The Statistical Fallow Field

Imagine a field of fallow grass that has been left for a few years. The grass has grown a roughly equal length everywhere. The field slopes from one corner to the corner diagonally opposite, except at the bottom, where it flattens out, forming a level triangle. On the slopping part there are some deviations from a completely smooth plane. There are some ridges, troughs and mounds, most of them closer to the bottom of the field. Theoretically the undulations could be just the unequal growth of the grass, but it is more likely that it represents the profile of the ground itself, even though it can’t be observed directly.

Standing in the top corner there are five people, looking down over the field. Three of these people are scientists: A geologist, an archaeologist, and a palaeontologist. The geologist studies the inanimate earth and how it changes over time. The archaeologist studies the history of human activity through archaeological evidence, and the palaeontologist studies the fossil record.

These three people see something interesting in front of them. The geologist thinks that the flat part of the field marks the boundary of an ancient seashore when sea levels were much higher. The archaeologist thinks that a there may be evidence of a burial mound and maybe the outline of a building. The palaeontologist reckons that the seashore is from the Jurassic period and may harbour prehistoric marine fossils. The fifth person just sees a sea of grass.

The fourth person is me. I’m somewhere in between the disinterested person and the professionals. I’m fascinated enough to realise that there are probably hidden insights into the past under all this grass, even if I don’t have the expertise to extract them.

A lot of knowledge is like this. Hidden. First the potential for knowledge has to be recognised and second it has to be dug out.
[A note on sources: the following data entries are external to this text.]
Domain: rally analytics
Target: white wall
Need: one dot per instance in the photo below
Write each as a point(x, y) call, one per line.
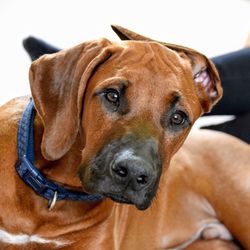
point(211, 26)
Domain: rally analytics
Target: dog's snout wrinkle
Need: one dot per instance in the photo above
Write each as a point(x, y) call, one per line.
point(132, 171)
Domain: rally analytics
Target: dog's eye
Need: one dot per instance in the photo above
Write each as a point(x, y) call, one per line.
point(178, 118)
point(112, 96)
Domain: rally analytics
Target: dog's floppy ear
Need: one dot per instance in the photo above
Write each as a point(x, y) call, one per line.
point(205, 75)
point(36, 47)
point(57, 84)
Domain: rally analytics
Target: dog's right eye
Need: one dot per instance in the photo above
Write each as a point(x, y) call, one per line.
point(112, 96)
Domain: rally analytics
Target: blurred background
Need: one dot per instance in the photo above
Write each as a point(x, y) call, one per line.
point(213, 27)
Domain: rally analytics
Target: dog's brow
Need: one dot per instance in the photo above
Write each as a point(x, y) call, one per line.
point(120, 82)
In the case of the fallow field the knowledge has to be literally dug out, but in most other areas of knowledge the digging is metaphorical.

And this, ladies and gentlemen, is why I love statistical analysis. Here’s an example:

The Office of National Statistics (ONS) is the current manifestation of a government agency that has been collecting socio-economic data about the UK since 1941, when Churchill asked for it to be set up during the Second World War. The breadth of data it has collected is astonishing, covering agriculture, environment, business, energy, children, education and skills, crime and justice, health and social care, the labour market, people and places, population, travel and transport.

All of this information is freely available on its website for anyone to download and analyse. The data is attached to geographical areas at many different scales from regions and local authorities to parliamentary constituencies and Super Output Areas (SOA). SOAs are areas that contain around 600 households with about 1500 people. There are 38,244 covering the whole of England.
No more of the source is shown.